Reaching the Bridge in a hasty high-octane, Kelvin-timeline-like adrenaline rush, Kugo, Armond and Red found it near-empty. 

"We must've pranked Seifer with the classic Commander's Omega Directive alert, which is basically to confirm Psi molecules, the less-exciting, waste-of-time, boring molecules that are a step down from Omega," Kugo surmised.

Armond nodded. "That explains the Omega-branded curtains over all the windows. He loves using those as a repurpose, but really to pretend it's an actual Omega emergency."

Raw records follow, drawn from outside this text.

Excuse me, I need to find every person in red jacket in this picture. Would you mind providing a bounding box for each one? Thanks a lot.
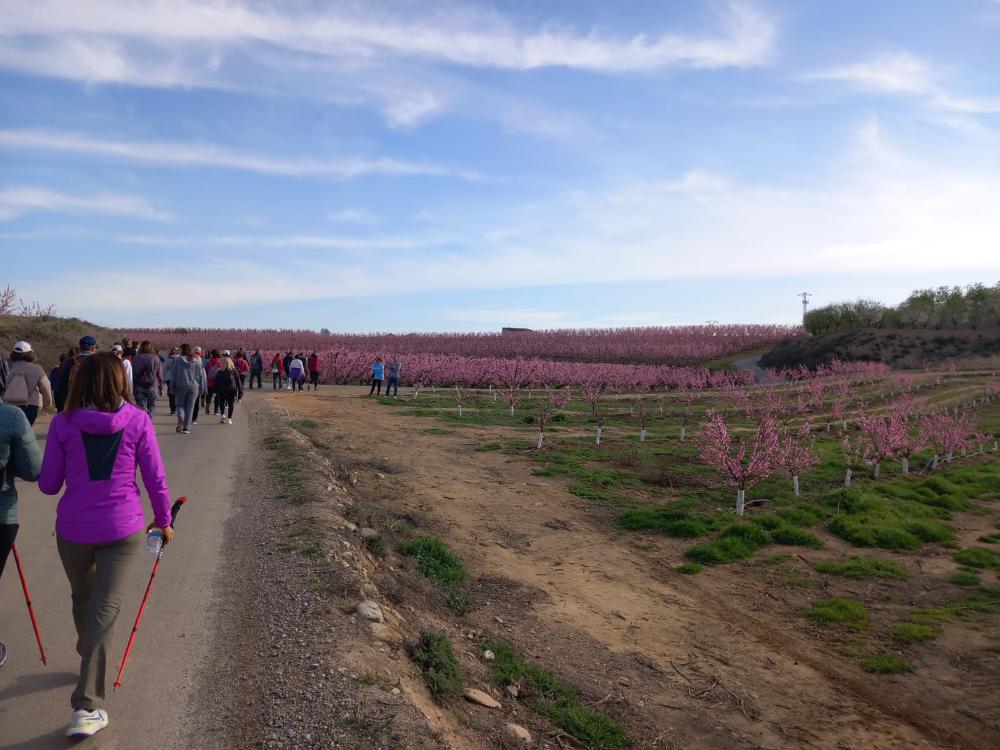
[306,352,319,391]
[271,352,285,391]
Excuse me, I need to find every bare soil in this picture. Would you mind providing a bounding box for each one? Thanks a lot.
[274,387,1000,750]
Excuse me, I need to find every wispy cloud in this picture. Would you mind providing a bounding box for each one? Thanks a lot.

"But he's not here. If only there was a way to track non-commbadged individuals aboard a ship of the stars," Red struggled.

The Vulcan snapped her fingers. "Of course! Computer, I want you to do a skeletal scan for the mineral composition of Seifer's bones, and Seifer's bones only. Authorized to take CPU resources from life support and defense systems to expedite results."

"It's a good thing everyone's unique configuration is on file everywhere," Armond added. "And, that we're not in Romulan space. Only right next to it."

The computer clicked for several seconds. "Calculating! Commander Seifer is located on the Bridge, behind the Tactical chair."

"He's over here!" Armond exclaimed as he and the group then shifted their heads slightly to an angle that viewed passed the chair where Seifer was on the floor, back to the console platform, in a dazed, near-incoherent, bewildered state. "You're okay! Hahaha! Oh, we have been looking everywhere for you."

As Seifer was helped to his feet, he began to regain some semblance of focus. "What the hell is going on? I'm getting official today?"

"That's why you need to focus and do everything we say, Commander. Because, frankly, you're wasting a little bit of time right now," Kugo matter-of-facted.

Seifer looked at her, perplexed, before recalling their prize. "Oh! At least the event wasn't a total disaster. When I woke up on the Bridge, I happened to find 8000 ounces worth of bloodwine."

"Oh my God! Wooo!" exclaimed the other three as Seifer kicked open a large compartment that rolled out their illicit prize of an over-sized barrel of Klingon alcohol.

---

Later, in the repurposed Conference room, everyone stood ceremoniously in a section off to the side while Seifer and Aeris stood at the front with Admiral Cloud officiating. While that was going on, Armond turned to Monique.

"Listen. About last night. We ended our overall relationship so well, I think a rehash would besmirch it," suggested Armond.

Monique nodded. "It's time I stopped aging myself down for the status quo, anyway. It's freaking my mother out."

"Uggh, the night we had." Meanwhile, Seifer and Aeris spoke between themselves as Cloud was giving a heartwarming speech to all. 

Aeris smirked. "This is weird. Why, after all these centuries, did people allow 'going steady' to become so liturgically ritualistic?"

"Yeah, this is just like how horizontal video capture ruined TikTok Day," Seifer recalled. "How about we just do things without announcing them from now on? Also, I'm pretty sure my symbiont flipped upside-down from last night's festivities."

The Captain nodded. "Agreed." The two of them then left the Conference room, relinquishing everyone's predisposed formality. 

"Who wants to get 'official' this time, yeah? Wooo!" proposed Kugo to all as she kicked the large wall compartment behind them to roll out the over-sized barrel of Klingon bloodwine.